None of the women would dare say who they thought was behind the attack.
“This is the patriarchy refusing to die,” says Mejia. “Women who raise their voices are being attacked, not only for defending women’s rights, but also for the simple fact of being women. Mayerlis lives in a society so chauvinist that it doesn’t tolerate a tiny woman like her having any power.”
That patriarchy may be linked to a new generation of paramilitarism that experts fear is growing in regions the AUC historically controlled. The AUC demobilised after reaching a deal with the Uribe administration in 2003, but it has effectively been transformed into gangs the government now calls BACRIM, short for Bandas Criminales, Spanish for Criminal Gangs.

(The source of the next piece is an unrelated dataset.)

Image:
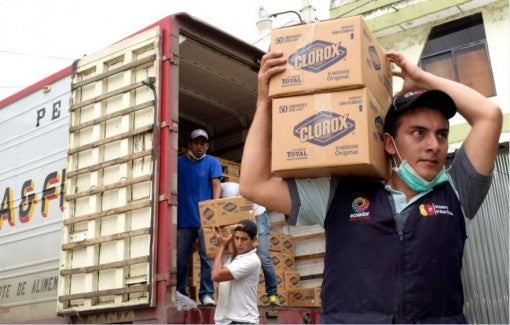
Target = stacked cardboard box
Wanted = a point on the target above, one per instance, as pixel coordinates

Celis says the military structure of these gangs may have been dismantled but their economic and political influence remains. “The big winner of the Colombian armed conflict has been the paramilitary,” he says.
The women now move between the different municipalities of Montes de Maria to avoid danger, and have chosen to congregate in smaller numbers and in secret places. “When we stop doing our activities, for fear of being hurt, we start to feel like there’s something missing,” says Suarez. “Narrate to Live is like that delicious dessert that you cannot stop eating. Except this dessert is actually good for you. It’s like a delicious, organic and super healthy dessert,” she adds.
But Mayerlis is still shaken and says there are times when she cannot stop crying. She has decided to take a step back from the organisation for a while. But she knows that at some point she will have to return.
“Collective forces are not that easy to sustain when a leader retires, or is not there,” says Mejia. “And those that attack her are very well aware of that.”
If they succeed in eradicating women like her, Mejia says, “the country will also suffer”.